閣僚になっていたチェンバレンとハリファックスは、ここぞとばかりにチャーチルを突き上げて、再びドイツとの和平(実質的には降伏)への流れを作る。
にっちもさっちもいかず、和平案を飲む寸前にまで追い込まれたチャーチル。しかし、それまでハリファックスにベッタリだった国王が、突然チャーチルの家にやってきて、チャーチルへの100%の支持を表明。
国王から「国民の声を聞け」というアドバイスを受けたチャーチルは、産まれて初めての地下鉄体験。その地下鉄で話した市民たちが、皆一様にナチスへの降伏に反対であった事に勇気づけられ、議会での演説で徹底抗戦を表明。議会もチャーチルを支持し、和平の流れは完全に御破算。
ダンケルクの撤退が奇跡的な大成功を収めたこと、チェンバレンが病死・ハリファックスが左遷されたこと、5年後にドイツが降伏したこと、戦後の総選挙でチャーチルが負けたこと がテロップで流れておしまい。
感想
ほぼ同時期に上映された二本のチャーチル映画のうちの、メジャーな方。マイナーな方がノルマンディーまでの数日を描いたのに対して、こっちは首相就任からダンケルクまでの話。
作中にナチスの悪が全く描かれていないのに、作中人物たちが「ナチスに屈したら世界は終わりだ」と一方的に盛り上がって、そのままフィナーレ。まぁナチス=絶対悪という共通認識のある欧米の人たちなら違和感なく見られるのだろうが、そうではない私なんかだと置いてけぼり感があった。
宥和政策の失敗も詳しく描かれていなかったわけで、あれだとチェンバレンとハリファックスの方が、よほどマトモに見えるのだよなと。

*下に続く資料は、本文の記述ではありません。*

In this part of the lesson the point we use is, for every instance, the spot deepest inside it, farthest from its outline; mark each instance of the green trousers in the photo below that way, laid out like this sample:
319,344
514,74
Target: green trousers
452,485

それに比べるとマイナーな方のチャーチルは、ガリポリで多くの兵士を死なせたことへのトラウマで苦しむという、比較的分かりやすければ共感もしやすいキャラ付けだったので、置いてけぼり感は薄かった気がする。映像美はもちろんメジャー側が圧倒なのだけれども、見ていて面白かったのはマイナーな方だなと。脚色が多いのは、メジャーもマイナーも一緒。